Some of you might be feeling stiff in the back of the legs today following the run session.
If you remember we talked about the purpose of the run session yesterday was to build muscular force and yesterday's session was about building strength in your leg muscles.
It doesn't matter how ﬁt you are, if you don't have strong muscles you will always be slow.
So today and over the next 48hrs your leg muscles might start to stiffen up and the soreness is most strongly felt 24 - 72hrs after exercise.
What you are experiencing is something called DOMS. Delayed Onset Muscle Soreness.
It was once thought that DOMS was caused by a build-up of lactic acid and toxic metabolic waste products in the muscle, however, this theory has been superseded. Research has shown that DOMS appears to be “a product of inﬂammation caused by microscopic tears in the connective tissue elements that sensitize nociceptors and thereby heighten the sensations of pain.” (Stay with me kids!)
What you are experiencing is small-scale damage (also called microtrauma) to the muscle ﬁbres in your legs.
Don't worry this is a good thing when it is done as part of a planned session and part of a balanced training plan.
Muscle damage (microtrauma) is one of the key factors in muscle hypertrophy (building muscle)
When microtrauma occurs the body responds by overcompensating, replacing the damaged tissue and adding more, so that the risk of repeat damage is reduced.
Depending on your physiological makeup DOMS will be more prevalent in some than in others.
How do you get rid of DOMS?
1. Foam Rolling
The science: Similar to massage, foam rolling is all about myofascial release, which relieves tension in the muscle’s connective tissue. Research has found that rolling out your muscles like dough can help reduce delayed onset muscle soreness.

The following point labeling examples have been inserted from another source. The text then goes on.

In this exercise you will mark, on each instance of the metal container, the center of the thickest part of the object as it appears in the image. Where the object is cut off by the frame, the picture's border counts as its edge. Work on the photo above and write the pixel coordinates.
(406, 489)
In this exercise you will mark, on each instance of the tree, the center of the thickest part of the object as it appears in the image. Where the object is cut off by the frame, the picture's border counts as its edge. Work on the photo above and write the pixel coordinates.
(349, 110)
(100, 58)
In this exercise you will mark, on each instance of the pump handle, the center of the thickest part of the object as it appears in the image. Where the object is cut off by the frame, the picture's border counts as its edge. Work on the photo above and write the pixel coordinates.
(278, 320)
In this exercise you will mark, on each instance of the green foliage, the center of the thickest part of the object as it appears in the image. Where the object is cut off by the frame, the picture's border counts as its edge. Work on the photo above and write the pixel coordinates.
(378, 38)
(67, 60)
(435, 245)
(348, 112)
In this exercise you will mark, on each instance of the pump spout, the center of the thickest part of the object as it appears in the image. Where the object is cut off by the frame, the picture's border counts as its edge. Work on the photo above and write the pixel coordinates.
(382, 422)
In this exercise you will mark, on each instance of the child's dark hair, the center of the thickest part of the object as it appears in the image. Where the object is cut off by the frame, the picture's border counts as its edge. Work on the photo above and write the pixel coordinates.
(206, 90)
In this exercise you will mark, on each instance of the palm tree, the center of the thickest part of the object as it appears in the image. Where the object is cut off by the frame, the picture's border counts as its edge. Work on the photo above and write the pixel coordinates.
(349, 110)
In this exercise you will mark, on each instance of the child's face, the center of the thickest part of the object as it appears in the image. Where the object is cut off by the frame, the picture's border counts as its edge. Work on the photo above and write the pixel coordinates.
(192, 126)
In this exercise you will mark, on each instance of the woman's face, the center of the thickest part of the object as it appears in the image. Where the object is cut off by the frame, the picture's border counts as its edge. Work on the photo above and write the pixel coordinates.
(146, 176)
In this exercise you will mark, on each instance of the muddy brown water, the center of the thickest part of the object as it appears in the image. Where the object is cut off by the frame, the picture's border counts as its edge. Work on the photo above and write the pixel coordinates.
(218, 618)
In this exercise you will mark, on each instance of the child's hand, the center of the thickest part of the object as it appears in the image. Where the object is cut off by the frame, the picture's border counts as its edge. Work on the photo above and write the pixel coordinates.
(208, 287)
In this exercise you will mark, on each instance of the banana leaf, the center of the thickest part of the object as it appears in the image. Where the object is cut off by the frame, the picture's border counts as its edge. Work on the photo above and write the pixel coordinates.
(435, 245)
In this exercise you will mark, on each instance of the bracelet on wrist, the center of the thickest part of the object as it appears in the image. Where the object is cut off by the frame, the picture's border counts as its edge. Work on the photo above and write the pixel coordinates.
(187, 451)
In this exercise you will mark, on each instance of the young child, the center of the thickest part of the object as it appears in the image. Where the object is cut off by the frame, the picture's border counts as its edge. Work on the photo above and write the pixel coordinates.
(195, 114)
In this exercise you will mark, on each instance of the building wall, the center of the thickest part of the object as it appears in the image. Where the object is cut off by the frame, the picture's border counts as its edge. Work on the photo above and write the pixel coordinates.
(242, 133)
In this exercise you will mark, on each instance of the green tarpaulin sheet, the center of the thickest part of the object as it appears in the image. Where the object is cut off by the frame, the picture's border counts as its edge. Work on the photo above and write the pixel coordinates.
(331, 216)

2. Performing Recovery Workouts - Jump on your indoor bike trainer.
The science: Light recovery workouts increase blood ﬂow, which does a number of things to naturally nudge the inﬂammatory process along, such as lymphatic draining, moving immune cells, and clearing inﬂammatory mediators,”

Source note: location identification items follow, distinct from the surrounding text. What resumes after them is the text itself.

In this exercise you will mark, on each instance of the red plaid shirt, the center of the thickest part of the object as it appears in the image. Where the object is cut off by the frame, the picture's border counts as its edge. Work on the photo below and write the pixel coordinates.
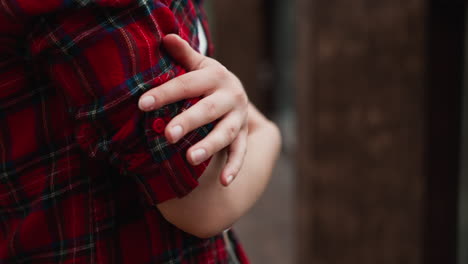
(81, 168)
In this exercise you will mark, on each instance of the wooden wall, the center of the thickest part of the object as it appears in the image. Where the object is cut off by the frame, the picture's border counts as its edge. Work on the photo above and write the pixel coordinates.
(379, 110)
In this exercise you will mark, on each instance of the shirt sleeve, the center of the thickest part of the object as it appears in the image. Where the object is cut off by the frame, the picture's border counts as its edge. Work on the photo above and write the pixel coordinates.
(102, 60)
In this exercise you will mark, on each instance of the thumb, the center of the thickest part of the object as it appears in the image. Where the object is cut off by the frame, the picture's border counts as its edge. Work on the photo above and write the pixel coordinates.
(182, 52)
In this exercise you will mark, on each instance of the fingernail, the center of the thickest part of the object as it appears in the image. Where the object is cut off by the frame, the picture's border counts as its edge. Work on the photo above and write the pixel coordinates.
(176, 133)
(147, 102)
(229, 179)
(198, 156)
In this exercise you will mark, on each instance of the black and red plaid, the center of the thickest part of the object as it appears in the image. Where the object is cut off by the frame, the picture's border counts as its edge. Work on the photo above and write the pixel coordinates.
(81, 168)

3. Lie back on the sofa and get your parents to bring you ice cream.
The Science: Just kidding, seeing if you were still reading at this point!!!
If you are one of the coaches that ran yesterday and you are reading this article, it might, of course, be nothing todo with DOMS and it's your old achy joints reacting after trying to keep up with the kids!
Well done everyone, good session last night.